Son juron s’étrangla dans sa gorge. L’amoncellement tout entier était pris de tremblements dont l’amplitude s’accentuait. Tout en s’évertuant à garder l’équilibre, il leva à nouveau les yeux sur la trappe, juste assez large pour le passage d’un homme. Peut-être pouvait-il en attraper le bord supérieur en sautant. Risqué : s’il se ratait, une chute d’une hauteur de quatre hommes l’attendait, largement de quoi se rompre les os. D’un autre côté, la chute semblait inéluctable, et il ne se voyait pas tout recommencer depuis le début. L’affaissement soudain de l’amas résolut son dilemme. Il eut le réflexe de se projeter vers le haut quand les pierres se dérobèrent sous ses pieds et de lancer les bras dans le cercle éblouissant de la trappe.
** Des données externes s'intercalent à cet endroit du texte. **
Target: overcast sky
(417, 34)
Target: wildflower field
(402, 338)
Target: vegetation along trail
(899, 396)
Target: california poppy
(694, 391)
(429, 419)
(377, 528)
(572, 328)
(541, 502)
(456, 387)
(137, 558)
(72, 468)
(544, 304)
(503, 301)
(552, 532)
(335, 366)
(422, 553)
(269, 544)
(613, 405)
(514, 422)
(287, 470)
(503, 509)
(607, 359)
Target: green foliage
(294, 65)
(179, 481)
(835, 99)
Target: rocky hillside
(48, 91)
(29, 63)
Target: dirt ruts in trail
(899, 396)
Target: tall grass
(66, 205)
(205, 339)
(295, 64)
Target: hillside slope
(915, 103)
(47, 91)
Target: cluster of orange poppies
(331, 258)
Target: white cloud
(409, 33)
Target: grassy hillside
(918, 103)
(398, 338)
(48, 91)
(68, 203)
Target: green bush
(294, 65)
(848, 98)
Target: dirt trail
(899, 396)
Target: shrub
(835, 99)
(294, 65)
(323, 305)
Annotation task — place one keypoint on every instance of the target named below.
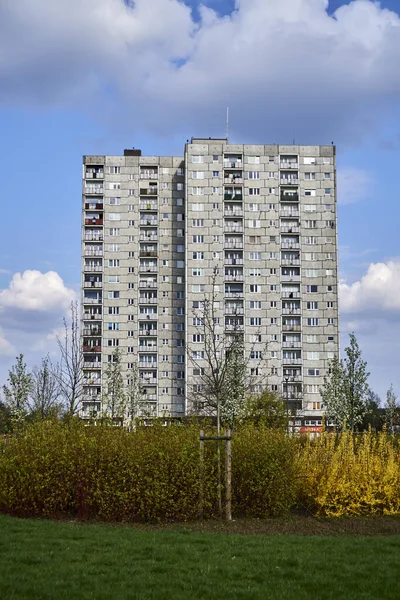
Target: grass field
(51, 560)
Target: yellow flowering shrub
(56, 469)
(350, 474)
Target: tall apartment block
(257, 223)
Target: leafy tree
(136, 402)
(224, 380)
(373, 416)
(114, 396)
(392, 417)
(16, 393)
(345, 389)
(45, 392)
(266, 408)
(70, 372)
(5, 419)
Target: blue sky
(97, 76)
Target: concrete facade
(258, 222)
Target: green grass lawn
(44, 559)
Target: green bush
(52, 469)
(263, 472)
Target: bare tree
(392, 410)
(223, 377)
(114, 397)
(45, 392)
(70, 372)
(136, 402)
(17, 390)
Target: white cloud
(6, 348)
(32, 309)
(36, 291)
(353, 184)
(285, 68)
(377, 290)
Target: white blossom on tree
(345, 389)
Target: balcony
(147, 380)
(234, 310)
(152, 300)
(290, 245)
(234, 228)
(148, 223)
(294, 344)
(93, 221)
(233, 261)
(289, 327)
(234, 327)
(288, 165)
(91, 381)
(291, 311)
(236, 244)
(237, 277)
(232, 180)
(148, 348)
(94, 173)
(152, 317)
(289, 197)
(233, 164)
(233, 197)
(292, 361)
(92, 301)
(293, 378)
(93, 237)
(88, 316)
(149, 191)
(289, 213)
(289, 181)
(94, 206)
(89, 331)
(147, 253)
(233, 212)
(94, 252)
(91, 348)
(148, 268)
(152, 206)
(148, 237)
(95, 190)
(290, 229)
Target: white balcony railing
(289, 165)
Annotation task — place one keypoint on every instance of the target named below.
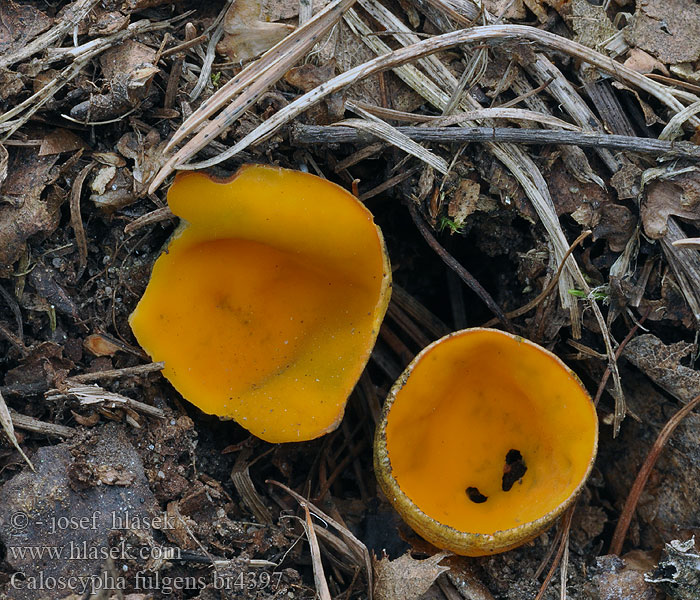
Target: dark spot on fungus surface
(513, 470)
(476, 496)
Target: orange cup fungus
(484, 441)
(268, 301)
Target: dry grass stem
(248, 86)
(8, 427)
(643, 475)
(74, 14)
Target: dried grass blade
(269, 68)
(319, 576)
(355, 545)
(393, 136)
(436, 44)
(6, 422)
(73, 15)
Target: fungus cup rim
(445, 536)
(377, 302)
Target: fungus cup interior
(268, 301)
(487, 432)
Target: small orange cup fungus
(268, 301)
(484, 441)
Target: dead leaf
(100, 345)
(406, 577)
(640, 61)
(591, 23)
(679, 196)
(627, 181)
(107, 22)
(114, 475)
(464, 202)
(129, 70)
(47, 287)
(59, 141)
(616, 224)
(666, 29)
(20, 23)
(246, 35)
(6, 422)
(662, 364)
(27, 214)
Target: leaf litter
(102, 102)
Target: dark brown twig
(643, 475)
(76, 219)
(331, 134)
(464, 275)
(14, 307)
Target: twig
(42, 427)
(216, 33)
(76, 220)
(357, 548)
(155, 216)
(643, 475)
(338, 134)
(319, 577)
(389, 183)
(464, 275)
(115, 373)
(93, 394)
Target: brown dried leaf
(591, 24)
(26, 214)
(129, 70)
(406, 577)
(662, 364)
(642, 62)
(100, 345)
(246, 35)
(19, 24)
(464, 202)
(666, 29)
(59, 141)
(679, 196)
(616, 224)
(108, 22)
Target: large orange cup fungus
(484, 441)
(267, 303)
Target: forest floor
(533, 166)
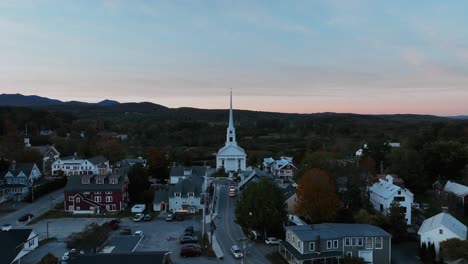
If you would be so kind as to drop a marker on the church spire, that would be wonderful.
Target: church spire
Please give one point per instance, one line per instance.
(231, 131)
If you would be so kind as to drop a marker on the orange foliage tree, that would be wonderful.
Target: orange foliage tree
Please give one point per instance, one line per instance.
(317, 200)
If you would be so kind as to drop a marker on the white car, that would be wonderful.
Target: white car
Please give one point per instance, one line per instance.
(138, 217)
(236, 252)
(272, 241)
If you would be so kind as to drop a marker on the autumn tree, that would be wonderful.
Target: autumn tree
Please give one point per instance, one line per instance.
(317, 200)
(261, 206)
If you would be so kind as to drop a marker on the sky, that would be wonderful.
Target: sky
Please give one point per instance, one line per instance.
(373, 57)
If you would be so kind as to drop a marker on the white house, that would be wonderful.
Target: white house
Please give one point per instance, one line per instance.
(231, 157)
(384, 192)
(75, 165)
(16, 243)
(440, 228)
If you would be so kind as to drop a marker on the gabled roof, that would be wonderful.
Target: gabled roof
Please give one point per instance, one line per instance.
(455, 188)
(386, 189)
(120, 258)
(446, 220)
(231, 150)
(335, 231)
(96, 160)
(11, 243)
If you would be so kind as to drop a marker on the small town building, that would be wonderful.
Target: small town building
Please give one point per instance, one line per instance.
(384, 192)
(331, 242)
(16, 243)
(439, 228)
(231, 157)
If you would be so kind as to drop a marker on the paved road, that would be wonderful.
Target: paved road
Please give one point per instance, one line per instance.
(37, 208)
(228, 232)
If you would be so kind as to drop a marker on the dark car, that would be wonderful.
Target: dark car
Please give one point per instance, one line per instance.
(113, 224)
(25, 217)
(190, 250)
(188, 240)
(147, 217)
(188, 231)
(179, 217)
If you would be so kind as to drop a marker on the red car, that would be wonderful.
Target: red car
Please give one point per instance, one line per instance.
(190, 251)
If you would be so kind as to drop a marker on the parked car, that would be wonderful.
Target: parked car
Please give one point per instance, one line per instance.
(25, 217)
(236, 252)
(190, 250)
(188, 231)
(188, 240)
(138, 218)
(147, 217)
(272, 241)
(113, 224)
(179, 217)
(170, 218)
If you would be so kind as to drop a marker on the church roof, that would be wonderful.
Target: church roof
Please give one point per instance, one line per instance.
(231, 150)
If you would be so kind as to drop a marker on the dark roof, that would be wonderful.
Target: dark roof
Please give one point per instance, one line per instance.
(97, 160)
(333, 231)
(11, 243)
(195, 171)
(120, 258)
(74, 183)
(288, 191)
(161, 196)
(298, 255)
(189, 184)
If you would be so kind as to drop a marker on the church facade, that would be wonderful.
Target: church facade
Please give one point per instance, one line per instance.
(231, 157)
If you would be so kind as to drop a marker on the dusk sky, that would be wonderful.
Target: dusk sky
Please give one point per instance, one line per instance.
(286, 56)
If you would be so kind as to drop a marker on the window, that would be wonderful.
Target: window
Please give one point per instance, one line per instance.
(378, 243)
(360, 241)
(335, 243)
(368, 242)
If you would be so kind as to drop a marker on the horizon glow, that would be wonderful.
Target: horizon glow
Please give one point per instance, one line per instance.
(365, 57)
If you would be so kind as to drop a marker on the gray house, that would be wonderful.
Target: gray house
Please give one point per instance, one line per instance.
(330, 243)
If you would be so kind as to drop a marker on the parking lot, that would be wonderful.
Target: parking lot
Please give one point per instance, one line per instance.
(160, 235)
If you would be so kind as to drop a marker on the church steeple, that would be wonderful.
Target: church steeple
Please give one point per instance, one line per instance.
(231, 131)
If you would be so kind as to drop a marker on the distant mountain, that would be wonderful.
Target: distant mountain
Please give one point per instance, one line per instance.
(26, 100)
(107, 102)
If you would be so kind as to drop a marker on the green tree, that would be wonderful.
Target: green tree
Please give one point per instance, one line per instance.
(453, 249)
(261, 206)
(138, 183)
(317, 200)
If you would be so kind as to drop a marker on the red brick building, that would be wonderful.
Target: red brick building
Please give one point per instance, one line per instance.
(96, 193)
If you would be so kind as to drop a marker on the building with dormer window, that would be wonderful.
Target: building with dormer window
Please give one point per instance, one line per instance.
(330, 243)
(95, 193)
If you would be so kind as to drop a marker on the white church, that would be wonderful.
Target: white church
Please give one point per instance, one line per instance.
(231, 157)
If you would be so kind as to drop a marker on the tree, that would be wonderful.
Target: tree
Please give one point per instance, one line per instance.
(453, 249)
(261, 206)
(317, 200)
(138, 183)
(49, 259)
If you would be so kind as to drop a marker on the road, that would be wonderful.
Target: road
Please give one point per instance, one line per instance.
(228, 232)
(37, 208)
Ses mains atteignirent l’arête supérieure, anguleuse, mais ne rencontrèrent aucune saillie où s’agripper. Au moment où, épouvanté, il allait sombrer dans la brume poussiéreuse qui submergeait la salle souterraine, une lanière s’enroula autour de son poignet et le maintint en suspension dans les airs.
Il eut une première réaction d’effroi, gigota pendant quelques instants avant de prendre conscience de la stupidité de sa réaction. Quelles que fussent la nature et l’intention de l’être qui l’avait agrippé, il ne fallait pas lui donner l’envie de le relâcher et de l’envoyer s’écraser sur les pierres jonchant le sol de la cave. Il cessa de remuer et, toujours suspendu par un bras, leva les yeux vers l’ouverture. Comme elle était en grande partie obstruée, il ne distingua pas grand-chose, tout au plus une forme allongée et claire qui évoquait une corde de paille de manne ou le tentacule d’une grande éclipte de la rivière Abondance.
La lumière l’aveugla tout à coup et, de manière quasi simultanée, il fut tiré vers le haut. Une de ses épaules heurta durement le bord de la trappe, son pantalon se déchira au niveau du genou, il se cogna encore la cheville avant d’être traîné sur une surface dure jonchée de cailloux. La première sensation qui le frappa, outre les multiples piqûres qui lui criblaient le torse, ce fut la fraîcheur de l’air, une morsure aussi virulente que l’amaya de glace. Puis il entrevit d’innombrables reflets tout autour de lui, comme s’il évoluait à l’intérieur d’une pierre transparente aux multiples facettes.
Il eut besoin d’un peu de temps pour reprendre ses esprits, pour s’apercevoir qu’on avait relâché son bras et que, quelques pas plus loin, on le regardait avec curiosité, sinon avec avidité.